In October 2012, Hurricane Sandy advanced toward the eastern seaboard of the United States. At the time of landfall near Atlantic City, New Jersey (NJ) on October 29, Hurricane Sandy measured over 1,770 km in wind field diameter and was classified as a post-tropical storm (NOAA 2012; Blake et al. 2013). Combining with a nor’easter, Hurricane Sandy affected 17 states, producing storm surges of up to 2.6 m, high precipitation including nearly 1 m of snow in areas of Maryland and West Virginia, and over 8.5 million households without power (Department of Energy 2012; Blake et al. 2013; US Geological Survey 2013).

Multiple dimensions of Sandy have required – and continue to require – tactical interdisciplinary science to support response efforts. Atmospheric scientists and meteorologists played a critical role in monitoring and assessing the formation and evolution of Sandy as it moved through the Caribbean, making landfall in Cuba before slowly progressing northward to pick up speed again before making its second landfall in New Jersey (Blake et al. 2013). Hydrologists deployed over 150 stream gauges to monitor storm surge while oceanographers evaluated potential damage to protective dunes and barrier islands (US Geological Survey 2013). In the aftermath of the storm, engineers were called upon to assess structural damage caused by flooding and wind. Public health experts, toxicologists, and chemists continue to assess health threats posed by mold in flooded houses, asbestos released from destroyed buildings, and other contaminants mobilized during fires that broke out during the storm.

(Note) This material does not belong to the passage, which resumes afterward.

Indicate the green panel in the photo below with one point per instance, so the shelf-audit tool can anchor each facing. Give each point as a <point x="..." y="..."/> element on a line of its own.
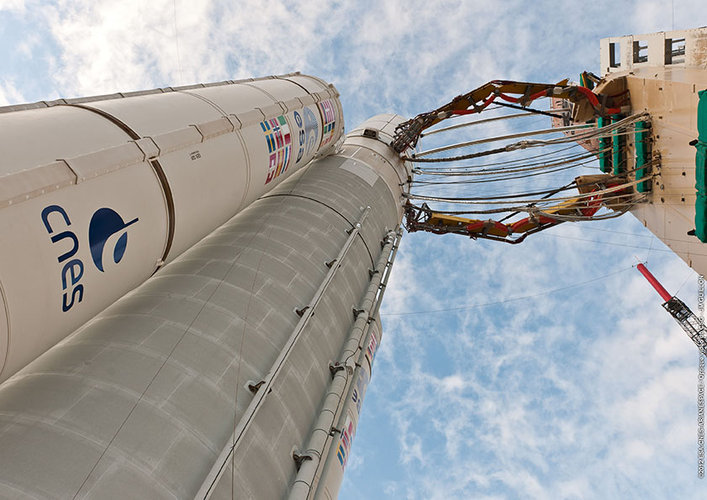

Beginning days before Sandy’s landfall and during the storm, social science efforts focused on providing necessary psychological and mental health services to the affected region. FEMA and American Red Cross deployed mental health professionals to the area days before the storm in preparation for supporting the citizens of the affected area. In the aftermath of the storm, multiple organizations launched social science studies to assess different dimensions – ranging from post-traumatic stress to the use of social media – of the storm’s impacts on the social fabric of the region. FEMA awarded $82 million to the state of New York to “deliver immediate mental health outreach, crisis, and education services” to 200,000 individuals in the region through its Immediate Services Crisis Counseling Assistance and Training Program (Sederer 2012). The Pew Research Center Project for Excellence in Journalism analyzed the public’s use of social media from October 29–31, 2012 to examine how individuals interacted with one another and with news and information. The study found that “fully 34 % of the Twitter discourse about the storm involved news organizations providing content, government sources offering information, people sharing… eye witness accounts, and still more passing along information posted by others” (Pew Research Center’s Project for Excellence in Journalism 2013). At the organizational scale, one study examined the development of new partnerships in disaster relief operations, using Sandy as a case study and showing that 66 % of the partnerships that were relied on during Sandy response were new (Coles and Zhuang 2013). Other ongoing social science studies have examined how volunteer organizations have played a critical role in stabilizing communities, and how the mental and physical stress of disruption and displacement may impact local citizens and health care providers.

In the aftermath of Hurricane Sandy, strategic science was used to support recovery efforts. In January 2013, the Secretary of the Interior directed the Strategic Sciences Group (SSG, formerly the Strategic Sciences Working group described above) to stand up a crisis science team to support the Department’s role on the cabinet-level Hurricane Sandy Rebuilding Task Force. In response, the SSG assembled a team of experts from government, academia, and non-governmental institutions to develop scenarios for the Task Force. The team was to examine the short- and long-term impacts of Hurricane Sandy and future major storms (such as another major hurricane) on the ecology, economy, and people of the affected New York/New Jersey region.

The SSG’s Operational Group Sandy identified 13 primary or “first-tier” consequences of Sandy on coastal communities and ecosystems – from ecological change and changes in coastal geomorphology to altered storm preparedness and response activity and altered perception of risk (Department of the Interior 2013). Together, these consequences and their cascading consequences span a broad and complex range of environmental, economic, and social effects. Similar to the work completed during the Deepwater Horizon oil spill, the Hurricane Sandy scenarios used the human ecosystem model as an organizing framework; the scenarios are interdisciplinary and the impacts on the environment, infrastructure, and society are integrated throughout the scenarios.

One example of the SSG’s work is shown in Fig. 3.3, which illustrates the cascading consequences resulting from Hurricane Sandy’s flood damage to the built environment. This chain of consequences shows multiple dimensions of this damage, including the creation of hazardous and non-hazardous debris, new challenges in transportation, and downstream impacts to the local economy.

Fig. 3.3
figure 3

Example chain of consequences from the SSG’s Hurricane Sandy scenarios, showing the cascading consequences resulting from flood damage to the built environment in coastal communities. The numbers in the figure reflect the uncertainties associated with each consequence, with 5 being certain and lower numbers reflecting less certainty (Department of the Interior 2013)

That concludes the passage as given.